Simulate the null distribution for a hypothesis test

0

Recently, I wrote about Bartlett's test for sphericity. The purpose of this hypothesis test is to determine whether the variables in the data are uncorrelated. It works by testing whether the sample correlation matrix is close to the identity matrix.

Often statistics textbooks or articles include a statement such as "under the null hypothesis, the test statistic is distributed as a chi-square statistic with DF degrees of freedom." That sentence contains a lot of information! Using algebraic formulas and probability theory to describe a sampling distribution can be very complicated. But it is straightforward to describe a sampling distribution by using simulation and statistical graphics.

This article discusses how to use simulation to understand the sampling distribution of a statistic under a null hypothesis. You can find many univariate examples of simulating a sampling distribution for univariate data, but this article shows the sampling distribution of a statistic for a hypothesis test on multivariate data. The hypothesis test in this article is Bartlett's sphericity test, but the ideas apply to other statistics. It also shows a useful trick for simulating correlation matrices for multivariate normal (MVN) data.

The simulation approach to null distributions

Simulation is well-suited for explaining the sampling distribution of a statistic under the null hypothesis. For Bartlett's sphericity test, the null hypothesis is that the data are a random sample of size N from a multivariate normal population of p uncorrelated variables. Equivalently, the correlation matrix for the population is the p x p identity matrix. Under this hypothesis, the test statistic
\(T = -\log(\det(R)) (N-1-(2p+5)/6)\)
has a chi-square distribution with p(p–1)/2 degrees of freedom, where R is the sample correlation matrix. In other words, if we randomly sample many times from an uncorrelated MVN distribution, the statistics for each sample will follow a chi-square distribution. Let's use simulation to visualize the null distribution for Bartlett's test.
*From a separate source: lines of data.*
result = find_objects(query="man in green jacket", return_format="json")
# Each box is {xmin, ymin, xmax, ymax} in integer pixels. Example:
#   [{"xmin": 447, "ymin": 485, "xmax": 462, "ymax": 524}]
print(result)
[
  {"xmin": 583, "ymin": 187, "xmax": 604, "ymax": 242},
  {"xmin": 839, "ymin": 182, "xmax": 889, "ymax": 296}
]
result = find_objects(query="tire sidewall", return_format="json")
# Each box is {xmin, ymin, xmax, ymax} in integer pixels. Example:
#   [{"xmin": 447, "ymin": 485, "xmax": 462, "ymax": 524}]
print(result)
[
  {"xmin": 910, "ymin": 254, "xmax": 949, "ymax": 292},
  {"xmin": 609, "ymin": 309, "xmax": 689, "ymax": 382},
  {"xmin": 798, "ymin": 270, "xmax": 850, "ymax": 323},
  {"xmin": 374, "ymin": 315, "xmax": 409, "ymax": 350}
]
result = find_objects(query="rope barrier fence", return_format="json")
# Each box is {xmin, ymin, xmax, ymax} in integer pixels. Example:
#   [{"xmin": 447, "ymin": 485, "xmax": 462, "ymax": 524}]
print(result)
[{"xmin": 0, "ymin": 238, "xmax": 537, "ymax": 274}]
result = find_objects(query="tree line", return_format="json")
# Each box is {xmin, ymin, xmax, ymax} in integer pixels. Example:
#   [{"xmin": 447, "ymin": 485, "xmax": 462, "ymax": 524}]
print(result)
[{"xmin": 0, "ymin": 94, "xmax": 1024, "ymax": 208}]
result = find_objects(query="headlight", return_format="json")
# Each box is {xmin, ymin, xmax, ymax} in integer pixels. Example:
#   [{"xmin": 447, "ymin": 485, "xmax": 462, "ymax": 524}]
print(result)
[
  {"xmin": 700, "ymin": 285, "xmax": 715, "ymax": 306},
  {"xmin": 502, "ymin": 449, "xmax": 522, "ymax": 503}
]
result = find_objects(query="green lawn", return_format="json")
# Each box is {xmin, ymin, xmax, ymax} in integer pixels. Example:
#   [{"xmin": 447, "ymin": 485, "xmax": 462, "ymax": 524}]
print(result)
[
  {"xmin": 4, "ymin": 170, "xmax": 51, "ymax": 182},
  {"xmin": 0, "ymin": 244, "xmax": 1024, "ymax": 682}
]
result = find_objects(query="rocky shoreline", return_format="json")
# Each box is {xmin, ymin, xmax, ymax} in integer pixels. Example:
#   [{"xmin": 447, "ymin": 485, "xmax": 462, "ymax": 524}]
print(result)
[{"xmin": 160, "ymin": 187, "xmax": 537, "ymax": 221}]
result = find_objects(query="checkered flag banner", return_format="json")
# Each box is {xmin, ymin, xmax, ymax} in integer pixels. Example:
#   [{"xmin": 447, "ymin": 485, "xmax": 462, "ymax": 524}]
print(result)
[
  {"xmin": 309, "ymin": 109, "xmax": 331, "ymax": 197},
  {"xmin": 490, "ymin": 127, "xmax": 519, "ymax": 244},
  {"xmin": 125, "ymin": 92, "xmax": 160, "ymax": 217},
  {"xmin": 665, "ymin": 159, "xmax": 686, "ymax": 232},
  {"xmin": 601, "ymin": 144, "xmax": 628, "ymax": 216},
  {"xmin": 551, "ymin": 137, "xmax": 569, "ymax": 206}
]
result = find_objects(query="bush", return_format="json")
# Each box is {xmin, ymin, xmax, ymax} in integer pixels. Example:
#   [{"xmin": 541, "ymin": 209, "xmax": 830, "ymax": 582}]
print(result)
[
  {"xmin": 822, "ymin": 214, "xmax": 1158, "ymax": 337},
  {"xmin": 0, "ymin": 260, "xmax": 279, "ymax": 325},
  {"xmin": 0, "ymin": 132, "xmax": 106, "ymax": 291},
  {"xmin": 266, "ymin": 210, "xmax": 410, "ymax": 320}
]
Here is a useful fact: You do not have to generate MVN data if the statistic is related to the covariance or correlation of the data. Instead, you can DIRECTLY simulate a correlation matrix for MVN data by using the Wishart distribution. The following SAS/IML statements use the Wishart distribution to simulate 10,000 correlation matrices for MVN(0, Σ) samples, where Σ is a diagonal covariance matrix:

proc iml;
call randseed(12345);
p = 3;                               /* number of MVN variables */
N = 50;                              /* MVN sample size   */
Sigma = diag(1:p);                   /* population covariance */
NumSamples = 10000;                  /* number of samples in simulation */
 
/* Simulate correlation matrices for MVN data by using the Wishart distribution.
/* Each row of A is a scatter matrix; each row of B is a covariance matrix */
A = RandWishart(NumSamples, N-1, Sigma); /* N-1 degrees of freedom */
B = A / (N-1);                           /* rescale to form covariance matrix */
 
/* print one row to show an example */
C = shape(B[1,], p);                     /* reshape 1st row to p x p matrix */
R = cov2corr(C);                         /* convert covariance to correlation */
print C, R;

The output shows one random covariance matrix (C) and its associate correlation matrix (R) from among the 1,000 random matrices. The B matrix is 10000 x 9, and each row is a sample covariance matrix for a MVN(0, Σ) sample that has N=50 observations.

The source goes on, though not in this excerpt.